The following table lists all codewords of the original code proposed by R. Hamming:

$$\begin{array}{rl}C=\{& 0000000,0001111,0010011,0011100,0100101,0101010,0110110,\dots \\ & 0111001,1000110,1001001,1010101,1011010,1100011,1101100,\dots \\ & 1110000,1111111\}\end{array}$$

Part A (15 marks)

We can prove that Hamming’s original code is perfect by using the Definition of a Perfect Code in Coding Theory:

If this holds…

$$M=\frac{q^n}{\text{vol}(S_{ϵ(d)}(c))}:ϵ(d)=\lfloor \frac{d-1}{2}\rfloor ,\text{for some codeword }c\in C$$

Then the code is perfect. Hence, using the Definition of the Volume of a Solid Hamming Distance Sphere and given that the parameters of Hamming’s original code are $n=7,M=16,d=3,q=2$,

$$\begin{array}{rl}ϵ(d)=\lfloor \frac{3-1}{2}\rfloor =1⟹16& =\frac{2^7}{\text{vol}(S_1(c))}\\ & =\frac{2^7}{\left(\genfrac{}{}{0ex}{}{7}{0}\right)(2-1{)}^0+(\genfrac{}{}{0ex}{}{7}{1})(2-1{)}^1}\text{ by definition}\\ & =\frac{2^7}{1+7}\\ & =\frac{2^7}{2^3}\\ & =2^4\\ & =16\square \end{array}$$

Part B (15 marks)

Suppose that some codeword of Hamming’s original code was sent, but the word $w=0000110$ was received.
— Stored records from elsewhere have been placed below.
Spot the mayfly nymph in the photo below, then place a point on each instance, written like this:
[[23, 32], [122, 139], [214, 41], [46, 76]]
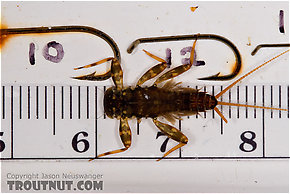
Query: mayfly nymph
[[170, 101]]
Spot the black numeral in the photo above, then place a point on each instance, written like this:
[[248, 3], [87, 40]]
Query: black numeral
[[76, 142], [250, 141], [2, 144], [51, 45]]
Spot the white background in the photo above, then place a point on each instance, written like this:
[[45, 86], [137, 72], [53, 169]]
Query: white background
[[242, 23]]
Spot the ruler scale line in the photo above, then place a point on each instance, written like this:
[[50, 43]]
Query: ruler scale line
[[271, 101], [37, 102], [28, 102], [263, 118], [45, 102], [20, 102], [230, 100], [96, 120], [246, 101], [3, 102], [280, 101], [12, 124], [222, 124], [79, 102], [104, 93], [70, 102], [238, 99], [213, 95], [255, 100], [288, 102], [204, 113], [53, 110], [155, 158], [88, 102], [179, 127], [62, 102]]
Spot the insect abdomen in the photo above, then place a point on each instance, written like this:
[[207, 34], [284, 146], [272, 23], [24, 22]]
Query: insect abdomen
[[153, 102]]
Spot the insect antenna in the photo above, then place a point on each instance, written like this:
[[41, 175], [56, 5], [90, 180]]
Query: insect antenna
[[237, 81]]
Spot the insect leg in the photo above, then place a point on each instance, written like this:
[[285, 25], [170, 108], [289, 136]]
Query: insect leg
[[154, 71], [172, 133], [177, 70], [125, 135]]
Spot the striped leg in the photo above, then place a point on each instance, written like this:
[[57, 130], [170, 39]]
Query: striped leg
[[177, 70], [125, 135], [115, 72], [172, 133], [154, 71]]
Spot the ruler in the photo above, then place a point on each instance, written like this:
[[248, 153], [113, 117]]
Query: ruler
[[68, 122]]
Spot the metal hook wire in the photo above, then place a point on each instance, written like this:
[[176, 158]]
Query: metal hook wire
[[62, 29], [267, 46], [216, 77]]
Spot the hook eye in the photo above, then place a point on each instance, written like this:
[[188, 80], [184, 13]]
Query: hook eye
[[215, 77]]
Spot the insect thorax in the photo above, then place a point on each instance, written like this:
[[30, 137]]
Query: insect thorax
[[153, 102]]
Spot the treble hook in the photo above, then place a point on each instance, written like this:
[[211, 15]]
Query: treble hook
[[62, 29], [216, 77], [268, 46]]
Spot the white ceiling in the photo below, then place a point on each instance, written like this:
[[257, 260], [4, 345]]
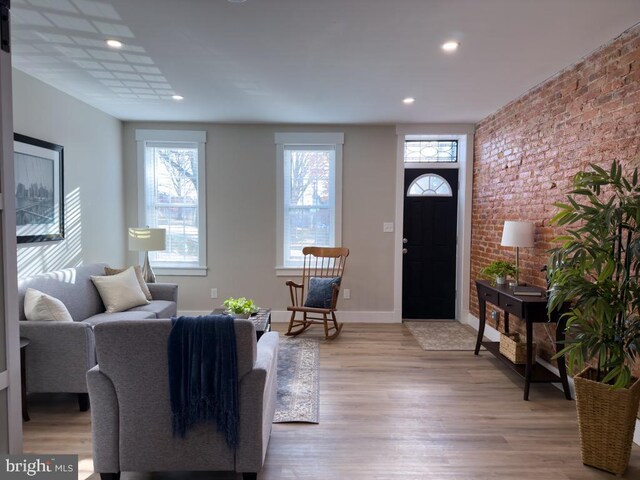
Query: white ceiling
[[307, 61]]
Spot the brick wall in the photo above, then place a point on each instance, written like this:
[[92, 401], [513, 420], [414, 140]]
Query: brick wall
[[527, 153]]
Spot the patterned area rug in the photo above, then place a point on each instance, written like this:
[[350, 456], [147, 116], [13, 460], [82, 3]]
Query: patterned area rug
[[298, 381], [443, 335]]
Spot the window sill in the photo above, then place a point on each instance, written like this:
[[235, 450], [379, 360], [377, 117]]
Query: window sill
[[288, 271], [181, 271]]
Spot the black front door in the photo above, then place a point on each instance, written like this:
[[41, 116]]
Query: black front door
[[430, 230]]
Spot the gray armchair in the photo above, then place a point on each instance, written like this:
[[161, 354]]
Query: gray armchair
[[60, 353], [131, 410]]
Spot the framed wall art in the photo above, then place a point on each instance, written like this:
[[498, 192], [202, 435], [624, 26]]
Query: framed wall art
[[38, 169]]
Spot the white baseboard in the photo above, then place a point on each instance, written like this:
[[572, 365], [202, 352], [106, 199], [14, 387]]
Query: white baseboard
[[346, 316], [492, 334]]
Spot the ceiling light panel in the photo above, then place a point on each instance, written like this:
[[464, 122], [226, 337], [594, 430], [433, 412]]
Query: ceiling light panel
[[97, 9]]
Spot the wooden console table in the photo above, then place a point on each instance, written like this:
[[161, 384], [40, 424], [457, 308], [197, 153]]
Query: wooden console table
[[530, 309]]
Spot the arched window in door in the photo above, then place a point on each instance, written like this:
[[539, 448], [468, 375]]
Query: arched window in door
[[429, 185]]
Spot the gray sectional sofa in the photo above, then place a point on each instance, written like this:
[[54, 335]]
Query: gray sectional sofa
[[60, 353]]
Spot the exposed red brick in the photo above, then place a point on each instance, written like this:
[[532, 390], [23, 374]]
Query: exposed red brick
[[527, 153]]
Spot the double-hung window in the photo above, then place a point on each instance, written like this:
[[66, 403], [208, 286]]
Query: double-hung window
[[171, 173], [309, 194]]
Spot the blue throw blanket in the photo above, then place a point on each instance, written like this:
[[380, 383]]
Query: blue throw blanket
[[203, 374]]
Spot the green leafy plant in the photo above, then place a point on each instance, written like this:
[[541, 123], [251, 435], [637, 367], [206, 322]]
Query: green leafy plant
[[240, 306], [499, 268], [596, 269]]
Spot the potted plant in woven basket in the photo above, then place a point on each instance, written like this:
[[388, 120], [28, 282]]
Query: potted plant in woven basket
[[595, 270], [498, 271]]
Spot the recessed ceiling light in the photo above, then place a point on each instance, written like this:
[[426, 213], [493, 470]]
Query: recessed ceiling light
[[114, 43], [450, 46]]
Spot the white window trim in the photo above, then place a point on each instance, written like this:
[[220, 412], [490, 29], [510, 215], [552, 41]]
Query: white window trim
[[335, 139], [177, 136]]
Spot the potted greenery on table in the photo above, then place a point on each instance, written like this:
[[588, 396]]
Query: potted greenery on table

The code can reliable correct one erroneous symbol using the nearest neighbour decoding strategy, but if we assume there are two errors in transmission then issues arise since multiple codewords can be Hamming equidistant.

For the word $w$, the following all have a Hamming distance of two:

• $0000000$,
• $0001111$,
• $0110110$.

Hence, there is a $\frac{1}{3}$ chance that the code corrects to the original codeword, and a $\frac{2}{3}$ chance that it doesn’t.